Marketbites: Britain's Inflation Remains Stubbornly High
Portfolio Manager Commentary:
Stocks ended higher Thursday after a turbulent trading session as traders bet that the Federal Reserve may be nearing the end of its rate hiking cycle. Technology stocks outperformed as investors reduced their Fed hike bets and Treasury yields declined, with the SPDR Technology Select Sector (XLK) gaining 1.63%. Microsoft, Nvidia, and Apple all climbed higher. Tech had previously been the hardest hit part of the market as the Federal Reserve raised rates nine straight times in about a year. The Fed's less hawkish stance on rate hikes this month is causing investors to rotate back into tech shares.
The Fed hiked rates by 25 basis points on Wednesday, as expected. It also hinted that its inflation-fighting tightening campaign could be nearing the end, with the removal of the phrase “ongoing increases” from its statement. While Powell said that "rate cuts are not in our base base" for the remainder of 2023, traders priced in expectations of the central bank lowering rates this year.

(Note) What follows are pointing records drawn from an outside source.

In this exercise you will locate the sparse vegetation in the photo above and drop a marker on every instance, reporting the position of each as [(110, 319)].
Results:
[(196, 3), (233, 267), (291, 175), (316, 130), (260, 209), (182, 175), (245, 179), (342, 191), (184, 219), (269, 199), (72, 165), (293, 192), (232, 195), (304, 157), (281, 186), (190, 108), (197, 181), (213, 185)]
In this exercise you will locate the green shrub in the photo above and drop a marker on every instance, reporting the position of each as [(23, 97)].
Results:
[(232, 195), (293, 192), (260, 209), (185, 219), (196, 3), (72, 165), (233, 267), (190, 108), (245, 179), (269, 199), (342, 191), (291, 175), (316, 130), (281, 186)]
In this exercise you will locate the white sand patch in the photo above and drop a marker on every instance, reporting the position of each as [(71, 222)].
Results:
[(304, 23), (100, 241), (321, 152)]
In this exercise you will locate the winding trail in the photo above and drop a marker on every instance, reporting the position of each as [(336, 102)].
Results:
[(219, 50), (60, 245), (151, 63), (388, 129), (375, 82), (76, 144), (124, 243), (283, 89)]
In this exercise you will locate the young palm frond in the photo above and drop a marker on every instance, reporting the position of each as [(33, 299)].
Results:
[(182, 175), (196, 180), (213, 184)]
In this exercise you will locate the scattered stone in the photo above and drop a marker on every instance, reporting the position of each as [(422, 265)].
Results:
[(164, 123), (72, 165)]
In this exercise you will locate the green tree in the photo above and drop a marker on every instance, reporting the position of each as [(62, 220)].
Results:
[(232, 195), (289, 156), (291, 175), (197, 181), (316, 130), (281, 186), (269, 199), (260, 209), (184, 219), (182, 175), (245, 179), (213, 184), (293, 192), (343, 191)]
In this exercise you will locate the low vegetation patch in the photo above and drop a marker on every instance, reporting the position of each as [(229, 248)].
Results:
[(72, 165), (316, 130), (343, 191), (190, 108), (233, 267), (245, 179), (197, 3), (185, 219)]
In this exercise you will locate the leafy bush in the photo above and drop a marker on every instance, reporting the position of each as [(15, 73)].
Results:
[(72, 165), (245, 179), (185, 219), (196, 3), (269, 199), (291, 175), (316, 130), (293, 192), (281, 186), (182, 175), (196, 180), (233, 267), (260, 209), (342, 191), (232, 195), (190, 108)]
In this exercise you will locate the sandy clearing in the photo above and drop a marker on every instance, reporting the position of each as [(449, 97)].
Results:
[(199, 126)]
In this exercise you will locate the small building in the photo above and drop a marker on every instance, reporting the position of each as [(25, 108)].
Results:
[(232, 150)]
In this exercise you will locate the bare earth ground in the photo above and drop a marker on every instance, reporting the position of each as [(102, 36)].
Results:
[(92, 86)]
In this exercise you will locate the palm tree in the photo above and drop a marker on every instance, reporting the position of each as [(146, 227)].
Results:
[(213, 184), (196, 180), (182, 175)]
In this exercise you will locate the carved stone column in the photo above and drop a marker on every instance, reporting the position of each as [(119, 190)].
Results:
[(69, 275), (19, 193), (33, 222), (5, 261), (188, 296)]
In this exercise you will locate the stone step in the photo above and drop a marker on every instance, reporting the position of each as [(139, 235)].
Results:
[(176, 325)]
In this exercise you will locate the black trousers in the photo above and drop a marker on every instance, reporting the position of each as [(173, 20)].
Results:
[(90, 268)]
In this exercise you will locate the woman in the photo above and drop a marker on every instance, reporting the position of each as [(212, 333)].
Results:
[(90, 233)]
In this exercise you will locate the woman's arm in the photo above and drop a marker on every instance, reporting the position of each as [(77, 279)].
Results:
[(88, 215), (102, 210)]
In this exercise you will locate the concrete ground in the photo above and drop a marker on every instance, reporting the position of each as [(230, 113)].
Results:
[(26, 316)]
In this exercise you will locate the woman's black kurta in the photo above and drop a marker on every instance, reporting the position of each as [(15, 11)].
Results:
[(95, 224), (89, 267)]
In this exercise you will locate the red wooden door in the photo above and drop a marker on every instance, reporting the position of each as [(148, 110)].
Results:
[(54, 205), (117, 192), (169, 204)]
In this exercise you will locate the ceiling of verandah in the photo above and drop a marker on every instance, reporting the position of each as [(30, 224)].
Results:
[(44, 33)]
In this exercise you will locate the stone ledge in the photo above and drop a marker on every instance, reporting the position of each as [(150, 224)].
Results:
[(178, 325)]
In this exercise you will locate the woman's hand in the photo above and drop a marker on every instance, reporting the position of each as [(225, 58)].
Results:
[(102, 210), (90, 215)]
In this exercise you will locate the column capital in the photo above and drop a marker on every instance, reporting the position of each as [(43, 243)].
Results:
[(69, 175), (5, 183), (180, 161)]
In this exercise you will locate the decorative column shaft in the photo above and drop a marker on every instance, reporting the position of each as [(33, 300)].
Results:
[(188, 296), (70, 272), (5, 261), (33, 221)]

“Even if the banking woes have been contained and the deposit flight is over, I don’t think they’ll prove to be the only set of headlines that pose risks to the economy,” wrote Liz Young, head of investment strategy at SoFi. “What might be more likely in coming months is some sort of credit problem as companies’ debt matures and they need to refinance their operations at much higher rates than before.”
Chart of the Day:
Britain’s inflation continues to be stubbornly high. Price increases in February picked up to 10.4% from 10.1% in January as the cost of food rose at the fastest pace since records began in 1989. That left the U.K. with the highest rate of inflation among the Group of Seven wealthy democracies.